George Guido: Last living member of Ken High’s dream backfield dies
Tuesday, July 16, 2019 | 6:07 PM
The last living member of the Ken High dream backfield from the 1946-47 WPIAL football championship teams has died.
George “Cubby” France, one of the key players in Ken High’s 26-game unbeaten streak, died Monday at Concordia Lutheran Ministries in Cabot.
He was 88.
France was the quarterback in coach Don Fletcher’s single-wing offense. With France running the offense, Ken High went 34-3-1 from 1945-48.
Backfield mates Willie Thrower, an option halfback, Vince Pisano and Harold Vestrand died before France.
During France’s sophomore season in 1946, the Red Raiders and Vandergrift were the final two undefeated and untied teams in the WPIAL’s Class AA ranks, then the largest classification.
There was so much interest in what amounted to the de facto title game, the WPIAL moved it to Forbes Field.
A crowd of 17,967 showed up to watch Ken High record a 21-0 victory. France tossed a 20-yard pass to Tony Kotowski for an insurance touchdown.

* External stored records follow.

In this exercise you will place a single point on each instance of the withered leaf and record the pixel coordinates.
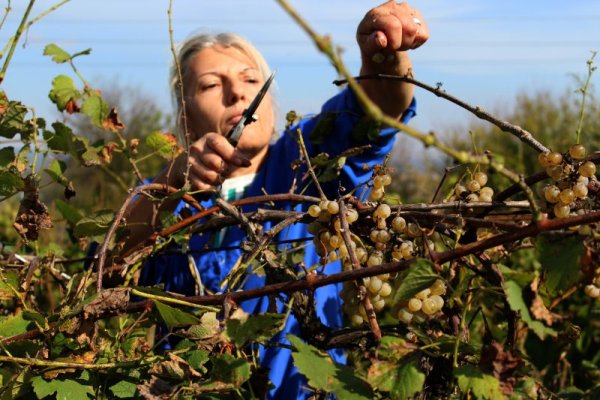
(175, 368)
(500, 363)
(113, 122)
(33, 215)
(108, 300)
(156, 389)
(538, 308)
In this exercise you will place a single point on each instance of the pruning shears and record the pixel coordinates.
(248, 115)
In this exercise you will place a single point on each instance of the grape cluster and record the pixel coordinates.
(571, 174)
(381, 179)
(474, 190)
(424, 304)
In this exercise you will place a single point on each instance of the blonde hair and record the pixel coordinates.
(194, 44)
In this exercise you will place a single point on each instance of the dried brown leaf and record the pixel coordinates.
(33, 215)
(107, 301)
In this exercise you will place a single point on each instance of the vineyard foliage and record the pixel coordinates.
(488, 287)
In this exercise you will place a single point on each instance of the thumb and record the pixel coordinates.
(375, 42)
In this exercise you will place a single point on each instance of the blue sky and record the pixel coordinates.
(484, 52)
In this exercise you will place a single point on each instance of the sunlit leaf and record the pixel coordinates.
(257, 328)
(63, 91)
(58, 55)
(483, 386)
(514, 296)
(322, 373)
(561, 262)
(174, 317)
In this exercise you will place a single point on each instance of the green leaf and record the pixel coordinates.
(7, 156)
(420, 276)
(10, 183)
(228, 369)
(209, 327)
(14, 325)
(164, 144)
(174, 317)
(31, 315)
(58, 55)
(65, 389)
(96, 108)
(482, 385)
(63, 91)
(257, 328)
(124, 389)
(70, 213)
(12, 119)
(393, 348)
(561, 262)
(322, 373)
(401, 381)
(514, 296)
(96, 224)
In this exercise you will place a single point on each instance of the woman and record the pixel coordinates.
(220, 77)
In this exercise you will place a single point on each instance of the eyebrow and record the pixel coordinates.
(245, 70)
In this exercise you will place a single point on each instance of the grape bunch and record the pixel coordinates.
(474, 190)
(425, 304)
(571, 174)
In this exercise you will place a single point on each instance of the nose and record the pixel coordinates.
(235, 92)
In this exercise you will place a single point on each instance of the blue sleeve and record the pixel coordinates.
(341, 125)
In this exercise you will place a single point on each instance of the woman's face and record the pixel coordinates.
(220, 85)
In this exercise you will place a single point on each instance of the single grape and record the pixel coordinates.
(356, 320)
(561, 210)
(587, 169)
(472, 198)
(414, 304)
(554, 171)
(566, 196)
(554, 158)
(423, 294)
(413, 230)
(387, 180)
(592, 291)
(351, 215)
(473, 186)
(386, 289)
(404, 315)
(580, 190)
(333, 207)
(438, 288)
(383, 236)
(459, 189)
(314, 210)
(383, 211)
(429, 306)
(551, 194)
(438, 300)
(577, 152)
(376, 194)
(374, 285)
(543, 160)
(378, 305)
(481, 178)
(398, 224)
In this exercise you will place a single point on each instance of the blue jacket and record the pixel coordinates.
(276, 176)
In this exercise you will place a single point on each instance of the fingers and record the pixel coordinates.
(211, 160)
(392, 27)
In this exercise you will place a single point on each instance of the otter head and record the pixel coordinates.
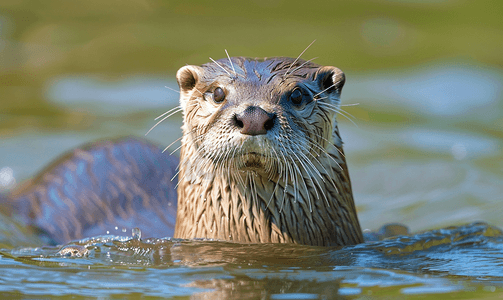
(261, 157)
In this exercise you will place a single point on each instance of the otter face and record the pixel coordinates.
(252, 115)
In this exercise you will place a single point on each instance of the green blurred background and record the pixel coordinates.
(84, 47)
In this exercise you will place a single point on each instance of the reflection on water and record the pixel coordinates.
(457, 259)
(426, 153)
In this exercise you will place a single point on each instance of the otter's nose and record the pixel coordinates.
(254, 121)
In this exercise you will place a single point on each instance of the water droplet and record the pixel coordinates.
(136, 233)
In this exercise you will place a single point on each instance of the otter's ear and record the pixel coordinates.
(330, 79)
(187, 78)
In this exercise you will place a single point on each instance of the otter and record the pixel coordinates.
(261, 161)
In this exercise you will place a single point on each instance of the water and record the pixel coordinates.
(426, 152)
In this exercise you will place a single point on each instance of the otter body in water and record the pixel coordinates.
(261, 161)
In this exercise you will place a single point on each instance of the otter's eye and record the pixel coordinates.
(296, 96)
(218, 95)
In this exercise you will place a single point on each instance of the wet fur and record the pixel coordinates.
(297, 189)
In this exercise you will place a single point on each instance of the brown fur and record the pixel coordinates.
(290, 185)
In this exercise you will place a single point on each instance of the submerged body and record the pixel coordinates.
(261, 161)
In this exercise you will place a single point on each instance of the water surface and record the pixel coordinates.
(424, 149)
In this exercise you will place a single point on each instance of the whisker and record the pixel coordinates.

The Red Raiders repeated the title drive in 1947, the first year Memorial Stadium in New Kensington opened.
Ken High, however, lost to Vandergrift in 1948 to prevent a third straight title. In those days, a team had to go undefeated and untied to be eligible for WPIAL title consideration.
France was a four-year letterman in baseball as a shortstop. He then joined seven of his Ken High football teammates at Michigan State.
France, however, left East Lansing after his grandfather’s death. Later, he got his degree and spent 33 years as an educator at Freeport.
He was inducted into the Alle-Kiski Valley Sports Hall of Fame in 2012, rejoining his backfield mates again.
Friends will be received Thursday from 6-8 p.m. at Redmond Funeral Home, 524 High St., Freeport, where services will be held at 11 a.m. Friday.
France will be interred at Greenwood Memorial Park in Lower Burrell.
PIAA wins court case
Sports officials who work under the PIAA’s jurisdiction are considered independent contractors, not PIAA employees.
That’s according to the U.S. Court of Appeals for the District of Columbia Circuit, in a unanimous, 3-0 decision.
The D.C. Court of Appeals’ decision vacates a July 2017 decision issued by the National Labor Relations Board, which found that a group of PIAA registered lacrosse officials in Western Pennsylvania were employees for purposes of the National Labor Relations Act.
The PIAA, in its argument, said member schools pay the officials during the regular season, not the PIAA itself.
Many schools schedule officials by using chapters to staff games instead of contacting individual officials.
PIAA baseball proposals
Besides the proposal to increase the number of regular-season baseball games from 20 to 24, another measure surrounding pitchers and designated hitters also is on the docket.
In instances where the starting pitcher and designated hitter are the same player, he can stay on as DH if relieved as a pitcher.
However, that person can not return to the mound later in the game.
Also, he may not play another defensive position after being relieved as a pitcher.
It would be known on the lineup card as P/DH.
A player could replace the starting P/DH as the new P/DH. The starting P/DH can only return as DH if substituted for such as a pinch-hitter or pinch-runner.
The rationale behind this proposal is to further support the pitch count rule and limit the wear and tear on the starting pitcher’s arm when they are placed on the field after pitching.
The motion passed the baseball steering committee by a 9-1 vote.
It’s a shame when one’s math skills diminish.
Last week, we reported the Springdale-Deer Lakes football game will be the 1,000th in Dynamos football history.
In fact, it will be No. 900, still a remarkable milestone for a small-town program.
Springdale will carry an all-time record of 407-462-30 into the game.